In the same Ranger build that we had done earlier, we would find an installation setup for enabling Solr audits. We also want to change some installation configurations for our specific use case.
cd ~/ranger-2.0.0-admin/contrib/solr_for_audit_setup
# Change config
vi install.properties
SOLR_USER=<your_mac_user>
SOLR_GROUP=<your_mac_group>
SOLR_INSTALL=true
JAVA_HOME=<your_java_home>
SOLR_DOWNLOAD_URL=http://archive.apache.org/dist/lucene/solr/7.7.1/solr-7.7.1.tgz
SOLR_INSTALL_FOLDER=<your_prefix_folder>/data/solr
SOLR_RANGER_HOME=<your_prefix_folder>/data/solr/ranger_audit_server
SOLR_RANGER_DATA_FOLDER=<your_prefix_folder>/data/solr/ranger_audit_server/data
SOLR_LOG_FOLDER=<your_prefix_folder>/var/log/solr/ranger_audits
After that, we can run the setup scripts.
# Setup directory
mkdir -p <SOLR_INSTALL_FOLDER>
# Setup scripts run python2
pyenv local 2.7.18
# After updating the required properties, run setup.sh
sudo ./setup.sh
# Change user:group for Solr directory
sudo chown -R <your_mac_user>:<your_mac_group> ~/ranger-2.0.0-admin/contrib
# Add write permission to Solr schema
chmod +w ~/ranger-2.0.0-admin/contrib/solr_for_audit_setup/data/solr/ranger_audit_server/ranger_audits/conf/managed-schema
Once the setup scripts are completed, we can start the Solr service.

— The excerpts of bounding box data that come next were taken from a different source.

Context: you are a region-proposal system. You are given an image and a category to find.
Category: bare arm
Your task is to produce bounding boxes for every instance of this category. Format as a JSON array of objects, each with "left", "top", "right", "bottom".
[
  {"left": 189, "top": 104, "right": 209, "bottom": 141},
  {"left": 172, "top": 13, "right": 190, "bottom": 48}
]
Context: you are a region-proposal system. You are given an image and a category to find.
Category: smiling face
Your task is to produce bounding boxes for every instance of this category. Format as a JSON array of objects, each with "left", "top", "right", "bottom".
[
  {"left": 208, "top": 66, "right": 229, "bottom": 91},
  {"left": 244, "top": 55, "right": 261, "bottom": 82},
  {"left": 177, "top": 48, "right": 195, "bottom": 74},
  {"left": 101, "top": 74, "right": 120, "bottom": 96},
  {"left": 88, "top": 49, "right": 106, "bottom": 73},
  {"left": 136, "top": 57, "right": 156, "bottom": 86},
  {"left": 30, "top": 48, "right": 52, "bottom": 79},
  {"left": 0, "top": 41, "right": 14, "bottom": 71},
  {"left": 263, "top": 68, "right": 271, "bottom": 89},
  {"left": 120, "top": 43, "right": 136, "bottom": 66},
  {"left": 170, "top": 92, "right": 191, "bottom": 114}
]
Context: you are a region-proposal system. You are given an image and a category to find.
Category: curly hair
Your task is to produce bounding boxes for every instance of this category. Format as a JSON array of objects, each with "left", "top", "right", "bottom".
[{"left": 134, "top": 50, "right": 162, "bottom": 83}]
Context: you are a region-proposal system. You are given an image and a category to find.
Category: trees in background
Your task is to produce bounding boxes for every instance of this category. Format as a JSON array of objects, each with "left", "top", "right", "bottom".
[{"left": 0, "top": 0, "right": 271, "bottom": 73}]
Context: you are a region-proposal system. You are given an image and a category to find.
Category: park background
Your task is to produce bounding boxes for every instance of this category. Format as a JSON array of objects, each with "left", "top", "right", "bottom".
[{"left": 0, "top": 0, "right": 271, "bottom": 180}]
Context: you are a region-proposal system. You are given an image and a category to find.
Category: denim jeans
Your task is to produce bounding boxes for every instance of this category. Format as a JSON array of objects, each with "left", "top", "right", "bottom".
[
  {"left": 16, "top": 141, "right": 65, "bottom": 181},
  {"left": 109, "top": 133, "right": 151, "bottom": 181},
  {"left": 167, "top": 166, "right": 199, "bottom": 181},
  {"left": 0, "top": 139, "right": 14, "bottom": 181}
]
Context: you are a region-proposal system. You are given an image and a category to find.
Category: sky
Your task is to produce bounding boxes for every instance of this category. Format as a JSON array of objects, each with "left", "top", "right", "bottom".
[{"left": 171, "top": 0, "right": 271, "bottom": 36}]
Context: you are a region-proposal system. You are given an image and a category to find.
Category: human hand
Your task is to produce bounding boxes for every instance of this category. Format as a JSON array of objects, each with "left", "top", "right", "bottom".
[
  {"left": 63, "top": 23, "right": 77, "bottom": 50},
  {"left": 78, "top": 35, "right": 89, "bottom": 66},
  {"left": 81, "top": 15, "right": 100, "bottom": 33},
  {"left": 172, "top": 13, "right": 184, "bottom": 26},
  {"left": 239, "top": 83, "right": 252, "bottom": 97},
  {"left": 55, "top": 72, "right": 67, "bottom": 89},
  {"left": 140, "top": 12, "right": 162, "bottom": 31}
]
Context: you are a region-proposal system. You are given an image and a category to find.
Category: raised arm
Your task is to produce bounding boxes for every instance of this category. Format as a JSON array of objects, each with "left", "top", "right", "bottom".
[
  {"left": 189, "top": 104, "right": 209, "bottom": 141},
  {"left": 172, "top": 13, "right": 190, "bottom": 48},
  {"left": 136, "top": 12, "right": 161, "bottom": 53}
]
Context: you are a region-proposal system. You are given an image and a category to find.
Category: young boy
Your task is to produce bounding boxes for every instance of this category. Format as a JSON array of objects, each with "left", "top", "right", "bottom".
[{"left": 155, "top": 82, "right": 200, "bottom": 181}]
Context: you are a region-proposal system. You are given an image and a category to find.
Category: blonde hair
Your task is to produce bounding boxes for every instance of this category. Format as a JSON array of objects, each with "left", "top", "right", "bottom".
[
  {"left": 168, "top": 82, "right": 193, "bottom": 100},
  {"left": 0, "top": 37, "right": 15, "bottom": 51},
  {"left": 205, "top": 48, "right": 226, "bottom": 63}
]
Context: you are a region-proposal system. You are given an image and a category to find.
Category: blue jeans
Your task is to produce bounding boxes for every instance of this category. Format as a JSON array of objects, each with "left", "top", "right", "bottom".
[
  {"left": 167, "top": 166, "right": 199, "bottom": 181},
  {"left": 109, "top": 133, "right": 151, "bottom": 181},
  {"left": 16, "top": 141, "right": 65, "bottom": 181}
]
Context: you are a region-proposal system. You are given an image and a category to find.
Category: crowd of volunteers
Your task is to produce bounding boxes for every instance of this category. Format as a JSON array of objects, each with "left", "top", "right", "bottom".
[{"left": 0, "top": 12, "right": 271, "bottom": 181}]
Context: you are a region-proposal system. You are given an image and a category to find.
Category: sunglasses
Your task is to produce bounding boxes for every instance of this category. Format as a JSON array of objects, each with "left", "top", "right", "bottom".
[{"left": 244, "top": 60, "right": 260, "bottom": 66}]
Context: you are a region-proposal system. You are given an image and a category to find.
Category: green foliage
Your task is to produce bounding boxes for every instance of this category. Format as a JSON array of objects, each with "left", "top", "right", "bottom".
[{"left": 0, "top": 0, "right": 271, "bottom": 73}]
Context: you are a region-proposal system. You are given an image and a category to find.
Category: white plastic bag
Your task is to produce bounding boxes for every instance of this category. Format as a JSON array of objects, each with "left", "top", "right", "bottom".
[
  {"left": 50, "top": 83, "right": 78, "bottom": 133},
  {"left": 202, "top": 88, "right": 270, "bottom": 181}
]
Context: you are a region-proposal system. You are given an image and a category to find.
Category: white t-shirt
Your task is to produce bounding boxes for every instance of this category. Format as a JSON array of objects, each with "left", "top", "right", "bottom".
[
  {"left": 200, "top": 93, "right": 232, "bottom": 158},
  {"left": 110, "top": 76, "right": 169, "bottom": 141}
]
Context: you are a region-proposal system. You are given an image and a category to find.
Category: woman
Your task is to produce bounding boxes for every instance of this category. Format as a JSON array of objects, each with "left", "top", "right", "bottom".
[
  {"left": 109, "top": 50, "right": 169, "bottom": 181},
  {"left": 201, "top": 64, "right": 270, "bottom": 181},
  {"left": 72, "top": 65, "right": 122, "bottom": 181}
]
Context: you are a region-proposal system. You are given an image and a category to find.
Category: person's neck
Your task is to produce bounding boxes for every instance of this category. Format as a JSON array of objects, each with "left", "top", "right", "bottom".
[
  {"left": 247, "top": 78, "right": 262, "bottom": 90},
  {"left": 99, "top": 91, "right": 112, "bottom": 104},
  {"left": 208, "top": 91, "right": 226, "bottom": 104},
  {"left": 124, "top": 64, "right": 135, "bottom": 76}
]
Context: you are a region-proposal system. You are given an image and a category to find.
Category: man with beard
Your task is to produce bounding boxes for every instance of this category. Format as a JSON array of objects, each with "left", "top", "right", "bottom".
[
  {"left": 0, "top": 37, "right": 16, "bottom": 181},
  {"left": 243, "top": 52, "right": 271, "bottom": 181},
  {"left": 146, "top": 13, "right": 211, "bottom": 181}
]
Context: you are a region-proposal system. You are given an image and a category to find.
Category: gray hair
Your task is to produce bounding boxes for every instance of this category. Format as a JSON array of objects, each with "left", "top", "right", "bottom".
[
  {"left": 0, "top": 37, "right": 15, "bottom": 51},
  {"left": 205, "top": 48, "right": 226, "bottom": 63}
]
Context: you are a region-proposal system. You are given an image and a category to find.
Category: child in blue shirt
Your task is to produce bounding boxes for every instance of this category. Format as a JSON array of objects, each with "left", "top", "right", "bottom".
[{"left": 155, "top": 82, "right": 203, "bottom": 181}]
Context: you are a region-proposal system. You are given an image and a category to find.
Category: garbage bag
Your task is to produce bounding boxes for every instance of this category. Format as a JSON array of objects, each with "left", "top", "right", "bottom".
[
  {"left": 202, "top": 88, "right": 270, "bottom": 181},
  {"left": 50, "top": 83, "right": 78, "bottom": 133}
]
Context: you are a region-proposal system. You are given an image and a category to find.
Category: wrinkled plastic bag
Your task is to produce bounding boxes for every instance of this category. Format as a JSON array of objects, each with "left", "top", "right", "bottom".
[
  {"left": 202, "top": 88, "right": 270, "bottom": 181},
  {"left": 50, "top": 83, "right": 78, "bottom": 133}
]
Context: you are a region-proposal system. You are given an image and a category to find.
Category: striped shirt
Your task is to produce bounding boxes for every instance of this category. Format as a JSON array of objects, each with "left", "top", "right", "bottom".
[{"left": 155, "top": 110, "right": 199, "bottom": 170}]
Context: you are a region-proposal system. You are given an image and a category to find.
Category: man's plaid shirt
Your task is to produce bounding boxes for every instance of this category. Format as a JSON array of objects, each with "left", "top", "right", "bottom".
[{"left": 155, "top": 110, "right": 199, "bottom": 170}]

# Instructions for start/stop Solr
cat <SOLR_RANGER_HOME>/install_notes.txt
# Start Solr
~/ranger-2.0.0-admin/contrib/solr_for_audit_setup/data/solr/ranger_audit_server/scripts/start_solr.sh
# Stop Solr
~/ranger-2.0.0-admin/contrib/solr_for_audit_setup/data/solr/ranger_audit_server/scripts/stop_solr.sh
Go to http://localhost:6083, you can see the information about your Solr service.
If you don't want to build the source code yourself then go to this repository, I have included the output file of the build process at https://github.com/lam1051999/ranger_build_output.
This is all about installing Ranger with Solr for auditing. In the next blog, I will talk about how we can customize Spark to get a policy from Ranger and do the authorization on Spark SQL.